Manufacturing systems with fixed cycle time are most efficient at the designated production quantity. A demand higher than the capacity leads to opportunity costs for missed profit. A production volume lower than the planed yield results in low utilization rates and tied capital. In contrast, an agile manufacturing system is characterized by a piece number scalability, ensuring less tied capital and the avoidance of opportunity costs by scaling it up. By the complementary and substitutive use of similar systems the agility costs can be reduced, thus ensuring scalability by piece. For the application scenario of fuel cell production this means that a system must be able to cover a wide range of production steps with no loss of quality. The clocking process for fuel cell stack assembly is the individual part stacking, which shall be further investigated within this paper. The herein presented system is able to stack different fuel cell components with different designs. It is therefore necessary to determine the product and production interaction, with the focus of this paper being on single membrane handling and optimization of the parameter setting for this application. This includes the gripper design as well as the parameter settings.
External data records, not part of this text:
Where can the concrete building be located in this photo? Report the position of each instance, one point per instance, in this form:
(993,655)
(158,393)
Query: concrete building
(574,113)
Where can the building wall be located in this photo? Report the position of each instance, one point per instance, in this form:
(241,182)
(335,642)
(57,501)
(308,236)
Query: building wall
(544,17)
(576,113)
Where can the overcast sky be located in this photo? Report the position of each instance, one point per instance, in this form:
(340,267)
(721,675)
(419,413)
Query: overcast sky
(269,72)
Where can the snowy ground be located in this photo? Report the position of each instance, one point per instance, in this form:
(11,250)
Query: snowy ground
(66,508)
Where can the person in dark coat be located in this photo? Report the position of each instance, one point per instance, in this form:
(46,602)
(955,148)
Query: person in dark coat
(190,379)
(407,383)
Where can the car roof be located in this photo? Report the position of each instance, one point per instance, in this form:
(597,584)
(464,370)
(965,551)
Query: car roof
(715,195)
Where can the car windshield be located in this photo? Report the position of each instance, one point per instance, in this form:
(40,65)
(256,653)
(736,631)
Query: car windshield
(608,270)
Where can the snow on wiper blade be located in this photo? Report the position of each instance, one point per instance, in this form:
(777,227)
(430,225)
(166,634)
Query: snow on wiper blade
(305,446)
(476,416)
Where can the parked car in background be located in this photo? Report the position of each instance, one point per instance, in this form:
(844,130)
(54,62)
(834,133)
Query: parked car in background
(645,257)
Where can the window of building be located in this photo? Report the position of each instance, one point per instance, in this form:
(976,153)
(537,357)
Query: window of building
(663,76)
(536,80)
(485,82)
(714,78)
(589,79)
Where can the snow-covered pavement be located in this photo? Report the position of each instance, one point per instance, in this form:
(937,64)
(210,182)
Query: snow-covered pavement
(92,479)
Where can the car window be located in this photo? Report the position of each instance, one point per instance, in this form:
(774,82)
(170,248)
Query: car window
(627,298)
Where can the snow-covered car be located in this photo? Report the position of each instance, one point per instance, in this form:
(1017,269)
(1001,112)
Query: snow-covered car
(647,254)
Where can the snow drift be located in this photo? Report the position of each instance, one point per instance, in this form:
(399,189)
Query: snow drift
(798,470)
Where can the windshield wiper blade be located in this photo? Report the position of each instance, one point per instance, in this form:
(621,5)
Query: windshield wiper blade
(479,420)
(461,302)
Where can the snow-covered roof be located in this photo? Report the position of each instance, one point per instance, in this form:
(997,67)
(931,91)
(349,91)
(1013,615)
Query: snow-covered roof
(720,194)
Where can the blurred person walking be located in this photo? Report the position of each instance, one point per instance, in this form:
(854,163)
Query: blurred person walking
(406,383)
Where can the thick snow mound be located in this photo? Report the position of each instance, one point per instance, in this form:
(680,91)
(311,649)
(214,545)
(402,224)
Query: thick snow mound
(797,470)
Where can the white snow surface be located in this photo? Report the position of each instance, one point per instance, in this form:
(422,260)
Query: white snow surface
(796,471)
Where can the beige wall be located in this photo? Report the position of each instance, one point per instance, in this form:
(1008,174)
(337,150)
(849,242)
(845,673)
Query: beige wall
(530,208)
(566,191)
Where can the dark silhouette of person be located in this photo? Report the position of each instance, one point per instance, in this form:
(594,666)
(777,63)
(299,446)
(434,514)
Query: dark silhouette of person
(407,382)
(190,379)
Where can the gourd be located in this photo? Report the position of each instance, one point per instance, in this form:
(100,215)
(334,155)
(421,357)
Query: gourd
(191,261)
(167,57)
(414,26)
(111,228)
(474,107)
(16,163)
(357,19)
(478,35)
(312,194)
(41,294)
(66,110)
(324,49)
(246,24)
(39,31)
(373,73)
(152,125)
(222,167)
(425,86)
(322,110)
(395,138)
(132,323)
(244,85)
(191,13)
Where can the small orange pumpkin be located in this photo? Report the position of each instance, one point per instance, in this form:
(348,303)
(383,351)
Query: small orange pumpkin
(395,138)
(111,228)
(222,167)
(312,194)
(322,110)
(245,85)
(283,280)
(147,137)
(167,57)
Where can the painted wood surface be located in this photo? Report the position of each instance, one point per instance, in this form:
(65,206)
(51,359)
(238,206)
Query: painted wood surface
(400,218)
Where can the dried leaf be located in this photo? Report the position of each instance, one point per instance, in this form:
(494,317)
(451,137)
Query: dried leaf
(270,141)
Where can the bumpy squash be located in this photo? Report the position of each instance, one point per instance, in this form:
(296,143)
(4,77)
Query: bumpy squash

2 Fuel Cell Stack Assembly
2.1 State of the Art
The base material for hydrogen fuel cells are proton exchange membranes (PEM), which are coated with catalysts to form a catalyst coated membrane (CCM). The CCM allows proton conductivity and gas tightness. To distribute the reactant gases to the membrane and drag electrons from the membrane a so-called gas diffusion layer (GDL) is at both sides of the CCM. To further improve the system durability the GDL is coated with a micro-porous layer on the sides facing towards the membrane. So-called bipolar plates (BPP) ensure the gas supply. The design to assemble the components as well as the sealing concept varies between manufacturers. CCM, GDL and a gasket can be assembled to a so-called membrane electrode assembly (MEA), for example by heat pressing. The seal can be applied onto the bipolar plate (seal-on BPP) or on the GDL (seal-on GDL) [1]. Figure 1 shows the important steps in fuel cell stack production with a seal-on GDL approach as also described in Stahl [1], Porstmann et al. [2].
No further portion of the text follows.